At 6.05 p.m. Bertie telephoned Dave and offered to buy the 911 from him for the full asking price. Dave accepted. The next day when at 9.25 a.m. Carly heard the voice mail from Dave, she was delighted to learn that the car was hers. She immediately telephoned Dave to arrange for payment and delivery. It was Lauren who told Carly that the car had already been sold to Bertie the previous evening. Believing the car to be rightfully hers, Carly decided to sue Dave for breach of contract.
Deed J in the High Court found for Mr. Adams, and stated there was no contract as:
(1) Miss Cross had not accepted Mr Adams offer to sell the car to her until 9.25 a.m. on Tuesday 2nd March and by then the car had already been rightly sold to Mr. Bones the previous evening.
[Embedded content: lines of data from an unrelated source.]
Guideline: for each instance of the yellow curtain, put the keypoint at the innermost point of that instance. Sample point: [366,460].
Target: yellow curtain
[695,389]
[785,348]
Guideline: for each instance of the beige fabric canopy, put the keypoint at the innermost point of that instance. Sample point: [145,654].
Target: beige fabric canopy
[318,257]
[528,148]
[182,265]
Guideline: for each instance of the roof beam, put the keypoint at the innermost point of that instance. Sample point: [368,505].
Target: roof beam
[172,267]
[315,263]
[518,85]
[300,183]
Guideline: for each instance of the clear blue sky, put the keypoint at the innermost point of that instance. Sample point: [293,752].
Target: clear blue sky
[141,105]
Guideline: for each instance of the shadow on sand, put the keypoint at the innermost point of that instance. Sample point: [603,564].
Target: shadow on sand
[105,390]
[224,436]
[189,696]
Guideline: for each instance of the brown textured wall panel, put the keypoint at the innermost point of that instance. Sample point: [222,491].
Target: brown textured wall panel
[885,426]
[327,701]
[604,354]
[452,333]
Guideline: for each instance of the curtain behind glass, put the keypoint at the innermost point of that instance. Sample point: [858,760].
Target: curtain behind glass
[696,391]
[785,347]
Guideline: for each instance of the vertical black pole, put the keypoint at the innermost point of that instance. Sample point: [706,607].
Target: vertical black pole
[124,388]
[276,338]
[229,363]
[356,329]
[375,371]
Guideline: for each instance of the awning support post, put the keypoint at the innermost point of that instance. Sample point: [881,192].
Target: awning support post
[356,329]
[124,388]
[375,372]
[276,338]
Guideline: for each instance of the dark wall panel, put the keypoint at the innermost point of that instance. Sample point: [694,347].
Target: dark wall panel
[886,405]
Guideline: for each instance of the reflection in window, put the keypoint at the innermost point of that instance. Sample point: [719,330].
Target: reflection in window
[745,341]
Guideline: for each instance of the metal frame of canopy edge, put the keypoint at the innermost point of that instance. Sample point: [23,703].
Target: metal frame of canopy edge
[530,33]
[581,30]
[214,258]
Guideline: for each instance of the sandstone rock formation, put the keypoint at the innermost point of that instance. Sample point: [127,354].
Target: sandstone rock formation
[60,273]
(2) In any respect it was an express term and condition of the contract that offers could only be made after 6.00 p.m. and since Miss Cross had made her offer at 11.00 a.m. it need not be considered.
Miss Cross appeals to the Court of Appeal (Civil Division) on the following two grounds:
(1) The contract was formed when Mr. Adams left the voicemail for Miss Cross at 5.15 p.m. on the 1st March and not at 9.25 a.m. on Tuesday 2nd March as stated by the trial judge.
(2) The trial judge erred in that it was not a condition of the contract that offers would only be considered after 6.00 p.m. The time stipulated was merely a convenience and not a condition.
Carly is thus the appellant in this case and Dave the respondent.
You should concentrate on purely contract law principles at common law.
You are instructed to prepare and deliver arguments for either the appellant or respondent as so directed by your tutor. Senior Counsel should take ground one and Junior Counsel should consider ground two.